Wash away the failure

But German psychologists believe that the process of washing hands can have a beneficial effect on a healthy, but tired or distressed person. It allows us to increase our optimism and self-confidence, and also helps to cope with negative emotions that are caused by some kind of failure. Such conclusions of scientists were recently published in the journal Social Psychological and Personality Science.

The study of German experts involved 98 volunteers, who were divided into three groups by the organizers. For the first two, such a test task was specially selected that none of the participants obviously could cope with. After that, the scientists assessed the mood of the subjects and asked them to perform another test, a simpler one. At the same time, after completing the first task, volunteers from the first group were asked to wash their hands, and those from the second were not. Participants from the third group received only the second, simpler task.

- The scientific literature describes cases when hand washing gave people a feeling of moral purity. - the head of the study, Kai Kaspar from the University of Osnabrück, comments on the situation. “So I decided to test the relationship between bodily experience and abstract knowledge. I wanted to find out if hand washing could restore mental balance after a failure and what the consequences of this hygiene procedure would be when the task was repeated.

It turned out that those who washed their hands were very optimistic about their chances of success in the second "round" if they failed the first. Those who did not wash were more pessimistic. The third group was set up in the same way as the first. In fact, the second and third groups coped better with the second task.

According to the researchers, hand washing allows us to wash away unpleasant memories, as it were.
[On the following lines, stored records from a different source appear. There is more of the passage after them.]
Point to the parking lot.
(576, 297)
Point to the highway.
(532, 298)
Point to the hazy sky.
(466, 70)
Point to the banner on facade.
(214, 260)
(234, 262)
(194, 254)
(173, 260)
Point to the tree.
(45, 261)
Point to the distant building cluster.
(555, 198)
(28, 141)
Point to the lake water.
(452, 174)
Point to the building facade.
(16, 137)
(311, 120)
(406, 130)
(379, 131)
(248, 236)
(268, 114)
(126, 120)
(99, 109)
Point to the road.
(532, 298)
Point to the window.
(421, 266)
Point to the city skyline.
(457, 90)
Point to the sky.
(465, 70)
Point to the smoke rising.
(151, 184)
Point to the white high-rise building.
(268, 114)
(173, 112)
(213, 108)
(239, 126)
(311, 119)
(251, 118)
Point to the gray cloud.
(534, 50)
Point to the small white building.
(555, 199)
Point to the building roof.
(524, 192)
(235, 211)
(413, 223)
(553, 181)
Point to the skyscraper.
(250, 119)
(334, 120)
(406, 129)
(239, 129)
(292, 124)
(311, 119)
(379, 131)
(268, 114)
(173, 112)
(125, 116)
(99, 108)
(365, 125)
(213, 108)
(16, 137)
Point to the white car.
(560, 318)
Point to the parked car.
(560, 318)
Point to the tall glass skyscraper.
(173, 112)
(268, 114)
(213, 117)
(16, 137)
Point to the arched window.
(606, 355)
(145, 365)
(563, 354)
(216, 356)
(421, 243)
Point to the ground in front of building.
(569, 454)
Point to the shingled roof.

However, at the same time, it does not contribute to the application of great efforts to solve the assigned tasks.

“Although cleansing the hands helps a person get rid of unpleasant memories and increase his self-esteem, it also“washes away”the desire to make efforts to achieve a goal, that is, it reduces motivation,” says Kai Kaspar. - The fact is that hand washing is a ritual that we often use after completing the work done, and this, in turn, leads not only to the removal of dirt, but also to consequences on the mental level.

Of course, in some situations, this procedure can play a positive role. For example, if you have a public appearance, a job interview, or if you know the material well before the exam, but you are worried … But if you are incompetent in some area, no matter how much you wash your hands, psychologists say, this will not help you achieve good results.